Let's recall how we got here. Just two years ago, the utility sector was considered the most boring place on the market. Stocks grew slowly, dividends were paid reliably, and demand for energy in the US barely changed for decades.

But then came ChatGPT, and suddenly it turned out that training each new model requires exponentially more electricity. Big tech companies literally started fighting for the right to connect to the grid. As a result, forecasts for energy consumption growth skyrocketed.

Utilities, unaccustomed to such attention, quickly revised their investment plans, allocating billions of dollars to building new substations and transmission lines. But therein lies the systemic error that Orrill points out. In chasing the trend, the industry began extrapolating peak demand infinitely, ignoring basic laws of efficiency and market correction.

The problem is that current forecasts are built on the assumption that every announced data center project will be fully implemented and will consume energy at 100% capacity around the clock. In reality, we see a huge gap between connection requests and actual construction. Many startups reserve capacity "just in case," fearing shortages, thereby creating an illusion of resource scarcity.

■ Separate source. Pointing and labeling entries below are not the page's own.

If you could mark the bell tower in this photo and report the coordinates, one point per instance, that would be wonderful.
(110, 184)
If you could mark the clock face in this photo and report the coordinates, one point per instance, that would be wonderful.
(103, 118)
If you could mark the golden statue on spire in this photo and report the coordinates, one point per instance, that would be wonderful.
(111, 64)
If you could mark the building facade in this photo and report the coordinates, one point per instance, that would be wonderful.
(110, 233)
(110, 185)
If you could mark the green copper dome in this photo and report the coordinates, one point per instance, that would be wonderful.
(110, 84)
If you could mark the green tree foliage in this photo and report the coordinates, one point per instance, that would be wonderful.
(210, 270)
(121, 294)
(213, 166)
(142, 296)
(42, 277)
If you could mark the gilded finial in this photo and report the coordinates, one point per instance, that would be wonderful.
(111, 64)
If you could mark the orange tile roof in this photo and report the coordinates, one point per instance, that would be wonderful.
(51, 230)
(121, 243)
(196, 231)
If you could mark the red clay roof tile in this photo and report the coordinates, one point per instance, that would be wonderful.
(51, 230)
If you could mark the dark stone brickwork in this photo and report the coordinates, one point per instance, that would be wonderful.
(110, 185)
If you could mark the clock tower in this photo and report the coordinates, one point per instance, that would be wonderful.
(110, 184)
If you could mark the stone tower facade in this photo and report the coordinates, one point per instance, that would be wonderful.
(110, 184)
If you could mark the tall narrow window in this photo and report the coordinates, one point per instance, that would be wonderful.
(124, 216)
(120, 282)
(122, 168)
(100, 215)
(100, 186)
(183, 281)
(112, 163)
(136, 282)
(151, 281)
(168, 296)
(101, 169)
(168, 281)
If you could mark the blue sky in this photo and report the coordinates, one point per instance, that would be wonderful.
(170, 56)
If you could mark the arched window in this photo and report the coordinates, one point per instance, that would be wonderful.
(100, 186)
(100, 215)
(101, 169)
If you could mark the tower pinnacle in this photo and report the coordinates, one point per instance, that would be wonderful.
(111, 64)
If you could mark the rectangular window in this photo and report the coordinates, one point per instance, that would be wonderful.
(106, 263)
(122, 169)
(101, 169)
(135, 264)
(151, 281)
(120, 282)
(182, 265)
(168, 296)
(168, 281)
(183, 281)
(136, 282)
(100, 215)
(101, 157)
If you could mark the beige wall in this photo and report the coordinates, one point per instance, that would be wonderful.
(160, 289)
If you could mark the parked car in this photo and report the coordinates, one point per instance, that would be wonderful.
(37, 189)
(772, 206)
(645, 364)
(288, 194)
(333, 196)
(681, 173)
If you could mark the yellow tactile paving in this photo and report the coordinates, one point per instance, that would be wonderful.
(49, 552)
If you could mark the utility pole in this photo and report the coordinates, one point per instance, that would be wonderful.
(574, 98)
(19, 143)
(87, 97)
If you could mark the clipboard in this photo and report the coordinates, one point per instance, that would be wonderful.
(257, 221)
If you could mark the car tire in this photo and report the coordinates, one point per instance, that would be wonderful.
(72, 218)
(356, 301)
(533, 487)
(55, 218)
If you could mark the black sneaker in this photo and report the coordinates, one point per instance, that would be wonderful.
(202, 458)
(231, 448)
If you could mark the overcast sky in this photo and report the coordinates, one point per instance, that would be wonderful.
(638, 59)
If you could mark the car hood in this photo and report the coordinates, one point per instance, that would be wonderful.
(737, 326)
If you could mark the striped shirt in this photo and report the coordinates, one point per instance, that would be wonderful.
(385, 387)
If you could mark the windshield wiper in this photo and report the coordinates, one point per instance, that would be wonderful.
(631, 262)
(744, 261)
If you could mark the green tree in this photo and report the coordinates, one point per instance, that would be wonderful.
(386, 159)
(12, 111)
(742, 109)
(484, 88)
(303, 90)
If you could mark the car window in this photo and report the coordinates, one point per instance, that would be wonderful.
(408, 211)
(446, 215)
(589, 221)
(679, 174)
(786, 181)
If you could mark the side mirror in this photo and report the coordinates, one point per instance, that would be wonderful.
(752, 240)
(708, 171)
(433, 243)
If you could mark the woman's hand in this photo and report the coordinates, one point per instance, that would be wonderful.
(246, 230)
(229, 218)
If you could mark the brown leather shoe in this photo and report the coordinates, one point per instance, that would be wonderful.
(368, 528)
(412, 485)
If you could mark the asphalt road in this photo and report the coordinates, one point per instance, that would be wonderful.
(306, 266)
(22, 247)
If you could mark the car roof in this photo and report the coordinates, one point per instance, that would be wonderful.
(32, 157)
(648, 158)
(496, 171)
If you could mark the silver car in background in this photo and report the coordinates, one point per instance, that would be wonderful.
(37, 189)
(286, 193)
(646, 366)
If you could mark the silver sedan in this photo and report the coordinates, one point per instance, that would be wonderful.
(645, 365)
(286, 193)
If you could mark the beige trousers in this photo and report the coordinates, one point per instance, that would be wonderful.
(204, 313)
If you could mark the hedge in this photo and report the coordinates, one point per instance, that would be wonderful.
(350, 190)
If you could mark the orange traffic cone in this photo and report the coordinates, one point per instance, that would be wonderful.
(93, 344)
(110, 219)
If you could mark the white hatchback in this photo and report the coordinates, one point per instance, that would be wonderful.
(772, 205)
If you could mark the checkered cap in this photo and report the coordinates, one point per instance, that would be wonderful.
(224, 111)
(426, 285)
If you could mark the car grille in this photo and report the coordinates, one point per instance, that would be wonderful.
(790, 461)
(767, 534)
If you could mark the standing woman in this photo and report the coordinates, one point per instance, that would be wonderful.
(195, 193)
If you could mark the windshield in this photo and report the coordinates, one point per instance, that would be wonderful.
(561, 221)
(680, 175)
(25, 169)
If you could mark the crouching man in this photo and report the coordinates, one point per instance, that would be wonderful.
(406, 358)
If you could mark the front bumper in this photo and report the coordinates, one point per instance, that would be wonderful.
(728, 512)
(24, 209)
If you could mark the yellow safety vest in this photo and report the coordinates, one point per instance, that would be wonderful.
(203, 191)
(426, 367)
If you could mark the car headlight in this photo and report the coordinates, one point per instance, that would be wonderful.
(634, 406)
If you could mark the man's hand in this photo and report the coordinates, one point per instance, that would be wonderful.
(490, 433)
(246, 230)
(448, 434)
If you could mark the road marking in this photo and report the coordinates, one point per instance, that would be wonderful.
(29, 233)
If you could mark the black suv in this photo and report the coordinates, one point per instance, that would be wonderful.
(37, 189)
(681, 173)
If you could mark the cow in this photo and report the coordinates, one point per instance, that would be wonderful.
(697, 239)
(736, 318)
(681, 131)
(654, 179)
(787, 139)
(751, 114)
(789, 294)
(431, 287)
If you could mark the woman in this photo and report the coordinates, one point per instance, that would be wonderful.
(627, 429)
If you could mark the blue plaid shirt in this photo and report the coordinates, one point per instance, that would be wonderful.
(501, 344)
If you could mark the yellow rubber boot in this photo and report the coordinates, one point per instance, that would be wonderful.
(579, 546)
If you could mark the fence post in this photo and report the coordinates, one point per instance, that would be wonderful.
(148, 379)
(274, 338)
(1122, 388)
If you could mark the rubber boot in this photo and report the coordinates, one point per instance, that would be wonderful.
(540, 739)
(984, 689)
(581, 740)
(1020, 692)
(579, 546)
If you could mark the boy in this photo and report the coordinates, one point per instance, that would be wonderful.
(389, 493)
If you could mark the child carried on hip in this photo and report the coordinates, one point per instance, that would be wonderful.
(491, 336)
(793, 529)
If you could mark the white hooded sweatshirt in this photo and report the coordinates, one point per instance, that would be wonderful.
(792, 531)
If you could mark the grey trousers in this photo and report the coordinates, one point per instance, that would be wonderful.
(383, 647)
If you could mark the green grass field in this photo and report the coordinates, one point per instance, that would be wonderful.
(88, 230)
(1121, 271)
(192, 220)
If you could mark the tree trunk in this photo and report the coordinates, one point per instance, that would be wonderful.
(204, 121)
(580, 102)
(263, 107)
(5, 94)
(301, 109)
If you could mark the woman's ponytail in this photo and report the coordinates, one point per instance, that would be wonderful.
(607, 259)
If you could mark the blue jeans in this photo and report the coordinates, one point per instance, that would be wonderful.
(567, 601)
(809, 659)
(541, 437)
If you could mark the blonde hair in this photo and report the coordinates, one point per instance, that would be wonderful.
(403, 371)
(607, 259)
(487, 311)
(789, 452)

This is a classic example of the "bullwhip effect" in supply chains: a small fluctuation in demand at the end of the chain (the desire to train a model) causes massive distortions among raw material and infrastructure suppliers. If even a third of these projects are not realized, energy companies will be left with excess assets that consumers will ultimately have to pay for through increased tariffs.

Moreover, the AI industry is currently at the stage of wild pursuit of efficiency. Algorithm developers understand that infinitely inflating model parameters is a dead end. Training methods are emerging that require far less energy, and next-generation chips are becoming increasingly energy-efficient.

If tomorrow OpenAI or Anthropic find a way to train models 30% more efficiently, the entire investment strategy of utility giants will fall apart. We already saw something similar in the early 2000s, when the world actively laid fiber optic cables in anticipation of an internet boom. Back then they built so much infrastructure that most of it remained unused for years, and cable-laying companies went bankrupt en masse.

History tends to repeat itself, only now instead of cables we have giant transformers and nuclear reactors.

The situation is further complicated by the fact that regulators and politicians have enthusiastically embraced the theme of "energy sovereignty for AI." Under this banner, it's much easier to approve large-scale construction projects and subsidize old power plants that were scheduled to be closed. But when the dust settles, it may turn out that we've built infrastructure for a world that doesn't exist.

Investors should take a closer look at how justified the energy companies' appetites are. For now, the market believes in endless growth, but the first quarterly report from a major cloud provider showing a slowdown in capital spending could trigger a chain reaction. And then it will turn out that the lone analyst was right, and the rest of the market was simply chasing a shiny object.

Key takeaway: are we confusing real demand with panic buying in advance, and who will pay the bills for unused megawatts when the hype around AI finally dies down?